Es ist ein sonniger Frühlingsnachmittag in der Provinzhauptstadt Guiyang in Südwestchina. Ich treffe mich mit Frau Prof. Gong Nili in ihrer Wohnung in der Nähe des Unicampus. Frau Gongs Wohnung ist zwar, was den eigentlichen Wohnbereich betrifft, nicht sehr groß, beinhaltet aber dazu noch drei Arbeitszimmer voll mit Büchern. An der Wand hängt ein traditionelles chinesisches Instrument, eine Qin-Zither. „Wir haben einen Verein der Qin-Freunde an der Uni“, sagt Frau Gong. „Immer mehr und mehr Leute wollen an unserer Gruppe teilnehmen. Qin-Spielen ist ein traditioneller chinesischer Weg der Selbstkultivierung.“ Wie in China üblich, kommt das weitere Gespräch erst in Gang, als eine Tasse mit heißem Grüntee vor der Besucherin steht.
"Musik bedeutet eine Einheit des menschlichen Herzgeistes und der natürlichen Klänge"
Peng: Frau Gong, ich freue mich sehr, dass ich Sie heute wiedersehen darf. Das letzte Mal haben wir uns im Jahre 2009 getroffen. Wir hatten ein sehr interessantes Gespräch über chinesische Musik. Heute möchte ich Sie als Stipendiatin der Gerda Henkel Stiftung in Deutschland weiter zu diesem Thema interviewen.
Gong: Ja, sehr gerne! Wie ich weiß, interessieren sich immer mehr ausländische Leute für die lebendige Geschichte der chinesischen Kulturtradition.
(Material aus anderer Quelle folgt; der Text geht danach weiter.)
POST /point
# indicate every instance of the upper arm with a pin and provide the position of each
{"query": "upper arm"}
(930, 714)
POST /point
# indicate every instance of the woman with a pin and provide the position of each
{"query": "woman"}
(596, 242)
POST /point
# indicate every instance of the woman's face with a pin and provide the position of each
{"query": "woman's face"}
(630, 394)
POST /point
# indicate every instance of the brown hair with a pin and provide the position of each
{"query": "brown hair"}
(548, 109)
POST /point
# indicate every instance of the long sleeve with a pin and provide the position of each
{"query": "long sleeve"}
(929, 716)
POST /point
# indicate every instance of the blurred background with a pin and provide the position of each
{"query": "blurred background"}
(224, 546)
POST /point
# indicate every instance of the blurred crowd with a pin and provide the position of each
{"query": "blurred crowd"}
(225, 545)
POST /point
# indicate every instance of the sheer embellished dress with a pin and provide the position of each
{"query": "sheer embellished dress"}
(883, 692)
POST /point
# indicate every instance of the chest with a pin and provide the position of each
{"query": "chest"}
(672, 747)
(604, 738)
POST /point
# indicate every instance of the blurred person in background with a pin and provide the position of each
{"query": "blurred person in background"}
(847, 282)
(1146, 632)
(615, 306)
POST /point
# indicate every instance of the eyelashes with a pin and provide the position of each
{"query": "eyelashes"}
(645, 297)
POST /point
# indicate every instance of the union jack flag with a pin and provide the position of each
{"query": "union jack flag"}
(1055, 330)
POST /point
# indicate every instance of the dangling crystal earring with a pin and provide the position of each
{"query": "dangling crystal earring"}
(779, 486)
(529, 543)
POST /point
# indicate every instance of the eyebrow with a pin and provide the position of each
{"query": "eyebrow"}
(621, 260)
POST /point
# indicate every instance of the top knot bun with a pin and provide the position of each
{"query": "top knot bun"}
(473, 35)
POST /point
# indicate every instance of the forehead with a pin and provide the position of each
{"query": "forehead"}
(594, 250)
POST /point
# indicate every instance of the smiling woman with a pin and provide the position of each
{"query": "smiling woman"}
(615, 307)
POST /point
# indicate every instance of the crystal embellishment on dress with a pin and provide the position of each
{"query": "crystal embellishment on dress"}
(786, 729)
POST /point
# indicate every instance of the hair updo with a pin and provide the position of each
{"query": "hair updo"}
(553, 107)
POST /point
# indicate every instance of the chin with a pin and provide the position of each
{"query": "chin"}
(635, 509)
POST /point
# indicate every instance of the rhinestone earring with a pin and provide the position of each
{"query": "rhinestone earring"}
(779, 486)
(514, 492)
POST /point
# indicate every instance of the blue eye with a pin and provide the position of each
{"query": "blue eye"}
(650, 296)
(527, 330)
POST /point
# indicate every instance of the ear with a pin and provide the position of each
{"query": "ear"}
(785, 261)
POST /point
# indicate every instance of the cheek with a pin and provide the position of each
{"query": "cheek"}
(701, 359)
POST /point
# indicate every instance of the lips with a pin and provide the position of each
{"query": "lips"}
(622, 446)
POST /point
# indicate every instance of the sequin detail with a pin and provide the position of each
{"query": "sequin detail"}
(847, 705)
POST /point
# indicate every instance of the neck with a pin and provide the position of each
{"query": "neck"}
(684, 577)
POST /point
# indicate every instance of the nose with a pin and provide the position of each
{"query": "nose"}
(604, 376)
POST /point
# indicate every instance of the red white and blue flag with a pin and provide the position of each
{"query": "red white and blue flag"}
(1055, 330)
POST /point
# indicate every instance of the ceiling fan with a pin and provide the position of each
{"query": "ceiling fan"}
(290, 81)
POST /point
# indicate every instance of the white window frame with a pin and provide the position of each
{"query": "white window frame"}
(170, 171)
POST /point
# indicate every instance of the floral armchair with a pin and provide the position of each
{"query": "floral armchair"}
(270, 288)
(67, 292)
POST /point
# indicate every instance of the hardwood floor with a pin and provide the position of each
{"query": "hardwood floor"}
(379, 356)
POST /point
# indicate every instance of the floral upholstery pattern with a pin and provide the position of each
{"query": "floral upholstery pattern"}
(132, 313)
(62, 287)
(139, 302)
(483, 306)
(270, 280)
Ich hoffe, dass sie dabei auch gerne chinesische Musik hören und verstehen möchten.
Peng: Können Sie uns einmal ganz allgemein erklären, welche Rolle die chinesische Musik in der chinesischen Kultur spielt?
Gong: In der traditionellen chinesischen Kultur ist die Musik nicht nur eine bloße Kunstform, die gleichwertig neben anderen steht. Sie stellt vielmehr eines der wichtigsten Kulturphänomene dar. Das Musikverständnis der Chinesen ist von Anfang an ein besonderes: Musik bedeutet eine Einheit des menschlichen Herzgeistes und der natürlichen Klänge. Von jeher gilt die Musik als das vereinigende Band von Natur, Menschen und Gesellschaft. In den drei Grundströmungen des Konfuzianismus, Daoismus und Buddhismus wird Musik als höchste Form und höchster Ausdruck des Lebens aufgefasst.
Peng: Wie sind die Verbindungen zwischen traditioneller chinesischer Musik und anderen chinesischen Kunstformen, z.B. Malerei, Kalligraphie und Tanz, zu denken?
Gong: Interessanterweise sind fast alle traditionellen chinesischen Kunstformen im weiteren Sinne sehr „linear“ angelegt. Die Kalligraphie basiert auf einzelnen Pinselstrichen. Auch in der Malerei sind die Linien wichtiger als beispielsweise die Farbe. Entsprechend wird auch in der traditionellen Architektur großer Wert auf die Linienführung der Gebäude gelegt. Die traditionelle chinesische Musik kennt keine Harmonien im engeren Sinne, wie sie in der westlichen Musik so wichtig sind. Auch hier steht eine „lineare“ Bewegung im Zentrum, nämlich die der Melodie.